Munngralla looked at him a moment. *Will Ferrdacorr pay if you default?*
Ari nodded, and dropped again into the Forest Speech. *I’m family. He’ll pay.*
Munngralla extended a scaly hand—another human gesture. *Then we have a deal. I can have the first delivery for you by midnight tonight.*
“What’s the price?”
*Eight hundred credits the brick.*
Ari pulled his own hand back. “No deal. The stuff’s not illegal; just hard to get. Five hundred, or I go someplace else to do business.”
*Seven hundred.*
“Six.”
*Six-fifty—take it or see where going someplace else gets you on this planet.*
“Six-fifty,” agreed Ari, and this time he didn’t pull away from Mungralla’s grip. “We have a deal.”
*Be here at midnight,* the Selvaur reminded him. *And bring cash.*
“I’ll be here,” said Ari; and then—because Ferrdacorr had taught him courteous behavior—added in Selvauran, *Good hunting.*
Munngralla gave him a growled *Good hunting* in reply, but Ari was already halfway to the door. It swung open as he came near, and Ari had to retreat into the rack of pugil sticks to miss knocking over the Selvaur’s next customer. The man glared up at him in passing.
“Sorry,” said Ari, with a shrug. “I couldn’t see the door through all those boxes of rock.”
The man glared harder, and Ari braced himself for an unpleasant scene. But the stranger never made whatever retort he’d been planning to deliver. Instead, the pupils of his eyes dilated, his mouth snapped shut, and he ducked past Ari without a word.

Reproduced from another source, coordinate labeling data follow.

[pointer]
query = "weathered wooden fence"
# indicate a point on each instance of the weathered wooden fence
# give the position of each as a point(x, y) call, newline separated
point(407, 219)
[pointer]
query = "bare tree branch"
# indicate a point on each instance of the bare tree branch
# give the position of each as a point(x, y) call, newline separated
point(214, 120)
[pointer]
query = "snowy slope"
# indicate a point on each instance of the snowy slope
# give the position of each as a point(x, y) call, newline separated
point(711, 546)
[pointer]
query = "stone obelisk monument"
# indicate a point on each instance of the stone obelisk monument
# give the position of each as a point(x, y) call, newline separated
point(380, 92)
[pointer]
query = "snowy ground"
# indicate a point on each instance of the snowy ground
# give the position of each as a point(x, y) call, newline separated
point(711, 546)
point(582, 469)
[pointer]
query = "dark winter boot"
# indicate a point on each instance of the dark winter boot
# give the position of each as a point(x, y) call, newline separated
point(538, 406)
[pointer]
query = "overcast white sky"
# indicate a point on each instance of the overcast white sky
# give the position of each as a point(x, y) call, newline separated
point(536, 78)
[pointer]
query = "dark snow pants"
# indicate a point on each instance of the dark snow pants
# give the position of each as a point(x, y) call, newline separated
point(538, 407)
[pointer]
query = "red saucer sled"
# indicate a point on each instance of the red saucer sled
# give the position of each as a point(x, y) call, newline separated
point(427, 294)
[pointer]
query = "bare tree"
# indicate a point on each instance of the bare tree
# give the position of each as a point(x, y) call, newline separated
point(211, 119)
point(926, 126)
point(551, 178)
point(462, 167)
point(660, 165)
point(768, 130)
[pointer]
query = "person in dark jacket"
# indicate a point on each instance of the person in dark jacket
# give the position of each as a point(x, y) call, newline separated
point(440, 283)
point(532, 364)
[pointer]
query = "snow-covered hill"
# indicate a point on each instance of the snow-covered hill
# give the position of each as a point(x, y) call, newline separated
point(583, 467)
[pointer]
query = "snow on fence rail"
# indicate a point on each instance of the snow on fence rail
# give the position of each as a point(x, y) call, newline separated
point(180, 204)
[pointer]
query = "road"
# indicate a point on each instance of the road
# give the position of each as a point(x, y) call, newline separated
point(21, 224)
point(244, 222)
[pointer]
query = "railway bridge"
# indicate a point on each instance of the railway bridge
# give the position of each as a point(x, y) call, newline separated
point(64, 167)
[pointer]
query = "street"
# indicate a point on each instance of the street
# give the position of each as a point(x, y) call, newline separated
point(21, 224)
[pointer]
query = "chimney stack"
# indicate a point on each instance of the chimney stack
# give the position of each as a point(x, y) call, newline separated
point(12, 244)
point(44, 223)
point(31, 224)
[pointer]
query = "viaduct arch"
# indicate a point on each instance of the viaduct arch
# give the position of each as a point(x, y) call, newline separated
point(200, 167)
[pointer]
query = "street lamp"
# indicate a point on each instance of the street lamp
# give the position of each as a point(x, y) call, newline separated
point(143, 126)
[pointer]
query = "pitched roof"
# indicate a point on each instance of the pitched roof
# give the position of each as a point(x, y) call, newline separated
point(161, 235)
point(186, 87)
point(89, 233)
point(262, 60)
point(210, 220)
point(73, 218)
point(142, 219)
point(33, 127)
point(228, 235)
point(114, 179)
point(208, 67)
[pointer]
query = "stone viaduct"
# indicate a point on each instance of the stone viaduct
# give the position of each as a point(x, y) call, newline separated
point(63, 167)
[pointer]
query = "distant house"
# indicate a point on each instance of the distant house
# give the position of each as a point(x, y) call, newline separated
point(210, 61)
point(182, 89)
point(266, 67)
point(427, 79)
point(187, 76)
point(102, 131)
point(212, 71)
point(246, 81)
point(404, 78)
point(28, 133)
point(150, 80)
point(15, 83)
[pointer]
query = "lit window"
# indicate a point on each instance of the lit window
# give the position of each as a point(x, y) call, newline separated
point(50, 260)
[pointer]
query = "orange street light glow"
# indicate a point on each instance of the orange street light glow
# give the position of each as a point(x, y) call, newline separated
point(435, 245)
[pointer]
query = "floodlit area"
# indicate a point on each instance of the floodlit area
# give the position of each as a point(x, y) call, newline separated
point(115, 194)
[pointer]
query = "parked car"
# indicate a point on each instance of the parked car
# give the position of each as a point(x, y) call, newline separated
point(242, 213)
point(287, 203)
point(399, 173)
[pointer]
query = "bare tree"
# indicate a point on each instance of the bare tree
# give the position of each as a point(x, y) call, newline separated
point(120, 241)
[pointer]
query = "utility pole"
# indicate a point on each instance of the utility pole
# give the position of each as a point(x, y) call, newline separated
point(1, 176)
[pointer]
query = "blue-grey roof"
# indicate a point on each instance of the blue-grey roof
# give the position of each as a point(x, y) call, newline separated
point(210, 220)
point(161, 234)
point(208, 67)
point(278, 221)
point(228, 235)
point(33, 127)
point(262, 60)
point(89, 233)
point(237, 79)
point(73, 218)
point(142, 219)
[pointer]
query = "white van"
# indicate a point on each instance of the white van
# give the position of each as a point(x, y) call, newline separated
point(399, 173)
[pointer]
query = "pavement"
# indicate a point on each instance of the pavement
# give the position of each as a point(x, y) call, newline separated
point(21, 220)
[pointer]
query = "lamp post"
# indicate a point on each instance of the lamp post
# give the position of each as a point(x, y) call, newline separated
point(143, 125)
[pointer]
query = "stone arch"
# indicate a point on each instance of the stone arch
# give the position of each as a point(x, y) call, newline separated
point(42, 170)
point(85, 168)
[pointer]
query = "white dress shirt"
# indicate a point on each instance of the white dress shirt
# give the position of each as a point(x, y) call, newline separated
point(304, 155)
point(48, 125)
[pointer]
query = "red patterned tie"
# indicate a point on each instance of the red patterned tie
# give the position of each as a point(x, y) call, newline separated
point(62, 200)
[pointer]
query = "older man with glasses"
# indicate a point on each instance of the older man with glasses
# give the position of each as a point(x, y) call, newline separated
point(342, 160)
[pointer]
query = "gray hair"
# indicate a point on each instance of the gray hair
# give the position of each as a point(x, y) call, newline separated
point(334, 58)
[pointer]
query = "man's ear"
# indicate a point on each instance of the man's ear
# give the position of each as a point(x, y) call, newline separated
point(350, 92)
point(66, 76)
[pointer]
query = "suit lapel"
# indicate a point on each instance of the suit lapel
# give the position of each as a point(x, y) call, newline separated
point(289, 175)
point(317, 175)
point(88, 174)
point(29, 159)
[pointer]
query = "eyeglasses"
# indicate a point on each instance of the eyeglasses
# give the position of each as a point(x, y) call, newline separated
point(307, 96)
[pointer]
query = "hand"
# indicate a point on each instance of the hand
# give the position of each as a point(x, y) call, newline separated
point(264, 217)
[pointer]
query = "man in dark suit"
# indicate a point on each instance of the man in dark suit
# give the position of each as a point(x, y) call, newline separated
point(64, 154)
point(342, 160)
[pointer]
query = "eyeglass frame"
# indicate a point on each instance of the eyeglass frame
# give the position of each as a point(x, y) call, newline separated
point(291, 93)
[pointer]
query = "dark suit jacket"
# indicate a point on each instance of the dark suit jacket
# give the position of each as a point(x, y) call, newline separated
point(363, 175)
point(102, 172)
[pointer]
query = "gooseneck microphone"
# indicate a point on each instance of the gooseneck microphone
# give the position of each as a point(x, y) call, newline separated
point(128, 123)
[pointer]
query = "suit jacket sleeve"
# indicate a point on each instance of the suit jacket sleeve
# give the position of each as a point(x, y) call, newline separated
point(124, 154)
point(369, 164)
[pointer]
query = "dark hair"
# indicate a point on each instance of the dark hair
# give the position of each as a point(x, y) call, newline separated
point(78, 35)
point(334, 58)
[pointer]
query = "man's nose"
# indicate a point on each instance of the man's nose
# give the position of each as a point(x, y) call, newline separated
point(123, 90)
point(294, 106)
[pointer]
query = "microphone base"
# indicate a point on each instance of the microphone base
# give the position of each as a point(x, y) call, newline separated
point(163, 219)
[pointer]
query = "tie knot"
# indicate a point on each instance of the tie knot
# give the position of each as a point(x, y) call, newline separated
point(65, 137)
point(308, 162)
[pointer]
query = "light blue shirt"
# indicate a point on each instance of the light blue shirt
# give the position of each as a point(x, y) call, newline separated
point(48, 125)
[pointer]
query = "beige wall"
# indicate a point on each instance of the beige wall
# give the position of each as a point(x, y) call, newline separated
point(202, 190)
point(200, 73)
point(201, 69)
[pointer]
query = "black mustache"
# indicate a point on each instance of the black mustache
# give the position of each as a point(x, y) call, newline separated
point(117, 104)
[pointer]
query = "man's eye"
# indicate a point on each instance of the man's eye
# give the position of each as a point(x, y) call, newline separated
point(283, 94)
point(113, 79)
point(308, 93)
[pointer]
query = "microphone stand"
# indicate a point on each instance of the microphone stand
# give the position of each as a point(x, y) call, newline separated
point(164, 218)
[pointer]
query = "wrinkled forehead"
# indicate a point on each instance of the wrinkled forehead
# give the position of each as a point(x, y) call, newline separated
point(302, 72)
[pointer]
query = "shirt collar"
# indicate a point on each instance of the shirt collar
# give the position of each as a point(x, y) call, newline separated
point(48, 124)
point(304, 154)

Fear? wondered Ari. But he didn’t think so—that hadn’t been the look of someone who’d managed to lose his temper first and notice the other man’s size afterward.
Not fear, then. Recognition?
He’d never seen the stranger before in his life; but he was not, he knew, a difficult figure to describe, and he’d been in and about Namport often enough on Med Station business.
Probably one of Munngralla’s other customers, Ari decided. I wonder what he was after, if spotting somebody from the Space Force was enough to set hint on edge like that?
On second thought, I probably don’t want to know.